Cephalogenic

or, stuff that I dragged out of my head

Name:
Location: Moncton, New Brunswick, Canada

Saturday, June 25, 2005

Division

An interesting error in punctuation from a recent story on Slate.com:

"Today, the closest thing Randi has to successors are the magician-debunkers Penn & Teller (whose half-hour TV show, Bullshit , tries to avoid legal liability by calling con-men "assholes" instead of "fakes")."

The writer has confused one punctuation mark, the hyphen, with another, the solidus, otherwise known as the virgule or the slash. (I prefer "solidus" because it's the typographic name for the mark and because "virgule" is, confusingly, the French word for "comma". I use "slash" when I'm speaking a Web address, though; that's the convention.)

Because the hyphen joins words into a compound, "magician-debunkers" ought to mean those who debunk magicians. The solidus is used to connect words and yet keep them separate, to relate them without altering their meanings; it's become such a commonplace that we actually say it out loud, as in "writer slash director". What was clearly meant in this case was "magician/debunkers".

You want to know how "solidus" could mean an insubstantial little diagonal line, don't you, as the word is plainly related to "solid"? It orginally denoted a gold Roman coin: eventually in England it came to mean "a shilling", and then, in pre-decimalisation England, to refer to that little line that separates shillings from pence in prices such as 4/6 ("four-and-sixpence" or "four-and-six").

You want to know what 4/6 means, don't you?

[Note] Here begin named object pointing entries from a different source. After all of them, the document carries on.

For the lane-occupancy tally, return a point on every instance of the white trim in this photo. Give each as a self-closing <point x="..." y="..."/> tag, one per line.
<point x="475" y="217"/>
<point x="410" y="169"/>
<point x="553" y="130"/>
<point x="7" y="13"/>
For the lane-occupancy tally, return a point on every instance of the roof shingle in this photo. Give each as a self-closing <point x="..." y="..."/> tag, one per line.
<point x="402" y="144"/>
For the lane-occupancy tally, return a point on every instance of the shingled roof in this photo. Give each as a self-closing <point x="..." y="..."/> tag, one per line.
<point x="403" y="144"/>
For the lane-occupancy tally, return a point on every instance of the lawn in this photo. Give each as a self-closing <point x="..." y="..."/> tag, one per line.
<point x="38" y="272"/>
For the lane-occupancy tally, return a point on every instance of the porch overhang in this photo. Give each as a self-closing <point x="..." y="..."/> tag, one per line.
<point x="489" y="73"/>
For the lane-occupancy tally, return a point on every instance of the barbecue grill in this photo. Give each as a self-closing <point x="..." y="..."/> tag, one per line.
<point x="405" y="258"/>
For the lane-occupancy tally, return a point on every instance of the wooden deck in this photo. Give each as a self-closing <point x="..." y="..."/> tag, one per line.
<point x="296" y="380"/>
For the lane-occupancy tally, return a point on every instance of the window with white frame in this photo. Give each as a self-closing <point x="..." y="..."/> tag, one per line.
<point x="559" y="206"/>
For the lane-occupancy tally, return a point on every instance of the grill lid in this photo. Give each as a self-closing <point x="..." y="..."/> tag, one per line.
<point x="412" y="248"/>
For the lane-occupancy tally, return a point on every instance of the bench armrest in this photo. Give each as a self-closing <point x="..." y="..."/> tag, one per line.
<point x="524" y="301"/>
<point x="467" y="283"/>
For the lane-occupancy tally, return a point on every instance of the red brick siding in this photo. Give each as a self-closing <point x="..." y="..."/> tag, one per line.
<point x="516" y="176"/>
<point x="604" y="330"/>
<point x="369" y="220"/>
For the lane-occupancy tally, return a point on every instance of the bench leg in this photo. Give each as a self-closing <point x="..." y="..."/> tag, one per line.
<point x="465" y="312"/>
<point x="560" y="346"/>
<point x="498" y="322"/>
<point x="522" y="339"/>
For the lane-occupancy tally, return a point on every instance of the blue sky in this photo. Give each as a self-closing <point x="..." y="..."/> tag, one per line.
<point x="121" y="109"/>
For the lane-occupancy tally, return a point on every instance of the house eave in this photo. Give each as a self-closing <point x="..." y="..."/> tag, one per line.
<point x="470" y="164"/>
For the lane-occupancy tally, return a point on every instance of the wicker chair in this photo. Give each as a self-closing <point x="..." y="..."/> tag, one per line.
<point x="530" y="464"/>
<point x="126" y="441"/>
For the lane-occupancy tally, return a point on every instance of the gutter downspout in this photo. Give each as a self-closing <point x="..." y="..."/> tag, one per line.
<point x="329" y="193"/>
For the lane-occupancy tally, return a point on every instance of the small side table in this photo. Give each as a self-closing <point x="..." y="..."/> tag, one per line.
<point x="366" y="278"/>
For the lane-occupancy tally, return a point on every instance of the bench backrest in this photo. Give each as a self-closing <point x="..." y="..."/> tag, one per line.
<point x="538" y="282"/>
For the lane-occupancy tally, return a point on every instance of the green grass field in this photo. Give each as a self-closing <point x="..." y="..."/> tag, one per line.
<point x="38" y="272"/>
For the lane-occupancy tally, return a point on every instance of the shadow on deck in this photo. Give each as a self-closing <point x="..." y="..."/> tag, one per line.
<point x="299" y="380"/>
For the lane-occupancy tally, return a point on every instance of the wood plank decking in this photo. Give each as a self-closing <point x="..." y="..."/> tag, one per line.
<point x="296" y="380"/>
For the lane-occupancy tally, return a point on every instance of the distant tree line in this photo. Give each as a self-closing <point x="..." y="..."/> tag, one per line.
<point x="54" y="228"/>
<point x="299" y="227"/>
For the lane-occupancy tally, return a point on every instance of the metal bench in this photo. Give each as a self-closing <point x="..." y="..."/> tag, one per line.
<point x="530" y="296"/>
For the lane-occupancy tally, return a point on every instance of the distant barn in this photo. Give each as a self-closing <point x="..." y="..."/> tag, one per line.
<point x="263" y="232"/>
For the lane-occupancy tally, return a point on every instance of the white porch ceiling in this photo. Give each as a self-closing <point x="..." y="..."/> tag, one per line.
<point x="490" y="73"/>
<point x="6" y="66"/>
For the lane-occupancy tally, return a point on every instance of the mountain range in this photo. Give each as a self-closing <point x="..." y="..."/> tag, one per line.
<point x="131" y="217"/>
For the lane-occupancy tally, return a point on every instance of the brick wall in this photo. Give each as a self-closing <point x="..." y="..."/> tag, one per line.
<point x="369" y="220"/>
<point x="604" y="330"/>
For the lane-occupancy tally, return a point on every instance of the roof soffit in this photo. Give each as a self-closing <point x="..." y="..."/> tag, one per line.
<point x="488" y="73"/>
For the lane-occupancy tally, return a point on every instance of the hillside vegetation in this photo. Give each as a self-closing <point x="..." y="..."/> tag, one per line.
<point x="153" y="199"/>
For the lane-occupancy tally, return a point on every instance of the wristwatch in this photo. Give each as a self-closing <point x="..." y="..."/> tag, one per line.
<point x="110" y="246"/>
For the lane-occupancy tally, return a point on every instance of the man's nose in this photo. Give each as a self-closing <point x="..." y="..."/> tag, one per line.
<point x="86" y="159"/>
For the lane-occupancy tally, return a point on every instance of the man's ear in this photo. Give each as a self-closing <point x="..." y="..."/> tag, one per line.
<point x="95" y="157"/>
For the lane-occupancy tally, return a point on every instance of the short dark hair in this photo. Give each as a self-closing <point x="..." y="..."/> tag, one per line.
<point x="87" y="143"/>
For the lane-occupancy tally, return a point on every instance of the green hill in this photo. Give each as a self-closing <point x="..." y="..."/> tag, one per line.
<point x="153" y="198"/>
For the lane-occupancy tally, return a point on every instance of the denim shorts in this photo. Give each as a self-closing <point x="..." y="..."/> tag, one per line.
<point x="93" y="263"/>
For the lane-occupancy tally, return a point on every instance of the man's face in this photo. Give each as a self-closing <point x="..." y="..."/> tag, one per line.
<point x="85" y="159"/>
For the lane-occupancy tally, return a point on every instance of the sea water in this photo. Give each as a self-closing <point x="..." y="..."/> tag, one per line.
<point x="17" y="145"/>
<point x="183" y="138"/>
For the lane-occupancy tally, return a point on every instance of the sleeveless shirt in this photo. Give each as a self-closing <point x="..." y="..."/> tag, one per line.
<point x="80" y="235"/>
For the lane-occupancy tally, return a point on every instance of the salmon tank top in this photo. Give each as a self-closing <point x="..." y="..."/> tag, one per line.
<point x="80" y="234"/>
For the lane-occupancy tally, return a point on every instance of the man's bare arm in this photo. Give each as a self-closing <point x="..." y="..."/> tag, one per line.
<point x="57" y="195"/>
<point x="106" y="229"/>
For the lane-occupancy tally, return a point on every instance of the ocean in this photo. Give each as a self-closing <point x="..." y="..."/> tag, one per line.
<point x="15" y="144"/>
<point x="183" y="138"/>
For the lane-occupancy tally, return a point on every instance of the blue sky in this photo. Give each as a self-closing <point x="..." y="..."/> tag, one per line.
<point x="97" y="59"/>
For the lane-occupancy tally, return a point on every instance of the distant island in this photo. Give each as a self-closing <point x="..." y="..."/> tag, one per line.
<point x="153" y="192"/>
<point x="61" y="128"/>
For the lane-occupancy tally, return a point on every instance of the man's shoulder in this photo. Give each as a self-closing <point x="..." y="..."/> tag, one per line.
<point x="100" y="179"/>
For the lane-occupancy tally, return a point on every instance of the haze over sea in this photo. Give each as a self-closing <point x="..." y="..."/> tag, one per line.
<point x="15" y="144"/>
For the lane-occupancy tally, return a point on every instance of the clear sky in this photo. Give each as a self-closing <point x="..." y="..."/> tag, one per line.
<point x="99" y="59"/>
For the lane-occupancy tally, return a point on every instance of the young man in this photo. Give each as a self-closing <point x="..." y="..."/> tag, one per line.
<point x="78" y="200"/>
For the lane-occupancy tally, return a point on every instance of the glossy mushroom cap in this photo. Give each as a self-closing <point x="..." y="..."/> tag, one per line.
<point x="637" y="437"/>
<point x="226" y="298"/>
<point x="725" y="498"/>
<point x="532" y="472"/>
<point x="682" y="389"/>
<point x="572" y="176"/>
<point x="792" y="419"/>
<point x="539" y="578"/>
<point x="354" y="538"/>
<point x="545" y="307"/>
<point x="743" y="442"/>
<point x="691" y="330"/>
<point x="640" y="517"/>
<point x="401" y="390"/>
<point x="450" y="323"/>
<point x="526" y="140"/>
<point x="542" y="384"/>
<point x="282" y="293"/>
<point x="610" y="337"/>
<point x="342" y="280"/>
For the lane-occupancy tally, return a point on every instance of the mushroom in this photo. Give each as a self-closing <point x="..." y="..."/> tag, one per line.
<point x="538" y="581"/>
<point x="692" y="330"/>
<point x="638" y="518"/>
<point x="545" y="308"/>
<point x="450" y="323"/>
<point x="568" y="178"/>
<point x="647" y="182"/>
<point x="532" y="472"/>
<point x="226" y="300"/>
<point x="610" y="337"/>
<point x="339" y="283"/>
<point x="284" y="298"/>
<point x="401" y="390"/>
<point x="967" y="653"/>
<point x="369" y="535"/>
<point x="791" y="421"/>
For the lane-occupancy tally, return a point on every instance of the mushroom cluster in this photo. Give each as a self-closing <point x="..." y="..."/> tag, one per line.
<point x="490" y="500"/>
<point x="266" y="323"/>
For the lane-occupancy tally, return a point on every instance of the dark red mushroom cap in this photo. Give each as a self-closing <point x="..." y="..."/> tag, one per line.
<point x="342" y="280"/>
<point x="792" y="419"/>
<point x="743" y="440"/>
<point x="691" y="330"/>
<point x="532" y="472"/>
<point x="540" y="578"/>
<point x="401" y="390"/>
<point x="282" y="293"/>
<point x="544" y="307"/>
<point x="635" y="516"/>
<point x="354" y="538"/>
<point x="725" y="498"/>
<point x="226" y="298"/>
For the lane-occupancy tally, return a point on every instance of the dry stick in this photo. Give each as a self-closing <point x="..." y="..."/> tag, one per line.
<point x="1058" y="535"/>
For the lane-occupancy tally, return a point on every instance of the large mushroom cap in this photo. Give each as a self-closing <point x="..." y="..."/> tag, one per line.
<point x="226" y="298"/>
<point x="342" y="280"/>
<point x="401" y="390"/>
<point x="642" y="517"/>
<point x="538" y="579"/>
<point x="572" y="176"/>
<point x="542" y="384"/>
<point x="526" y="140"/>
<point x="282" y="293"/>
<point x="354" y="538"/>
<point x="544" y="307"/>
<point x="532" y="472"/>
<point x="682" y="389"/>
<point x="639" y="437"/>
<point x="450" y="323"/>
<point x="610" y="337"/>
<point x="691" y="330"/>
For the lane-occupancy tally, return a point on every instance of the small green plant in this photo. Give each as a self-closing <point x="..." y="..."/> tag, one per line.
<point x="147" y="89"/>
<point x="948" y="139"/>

The old monetary system ran as follows: four farthings to the penny, twelve pence (the plural of penny) to the shilling, five shillings to the crown, four crowns to the pound, twenty-one pounds to the guinea. 4/6 was, therefore, 54 pence. It took a bit of mental agility to manage such a system, particularly when making change, but this is, after all, the country that devised such measures as the stone (14 pounds) and the foolscap page (13 x 17 inches). No doubt it all made perfect sense at the time.

2 Comments:

Blogger Joe Clark said...

I'd have used an en dash.

Saturday, June 25, 2005 1:33:00 PM  
Blogger pyramus said...

I can see three problems with that: 1) Keyboards don't have an en-dash* (or an em-dash, either), though, yes, they can still be had with the correct key sequence in most fonts; 2) Most people couldn't tell an en-dash from a hyphen anyway; and 3) The solidus is the standard punctuation mark for joining-while-separating: a writer/doctor is not the same thing as a writer-doctor. I mean, if such a thing existed.

* An en-dash, for anyone reading this who might not know, is a dash that's the width of the lower-case letter "n" in a particular font**. An em-dash, therefore, is one which is the width of a lower-case "m".

** A font, for anyone reading this who might not know, is not the same as a typeface. A font is a member of a typeface family: Souvenir Italic and Souvenir Demi, for instance, are two different fonts belonging to the typeface Souvenir. An em-dash in the elegant, so-British Gill Sans would be a different width than the em-dash in Gill Sans Shadow, and that's why I used "font" and not "typeface" before the doubled asterisk up there.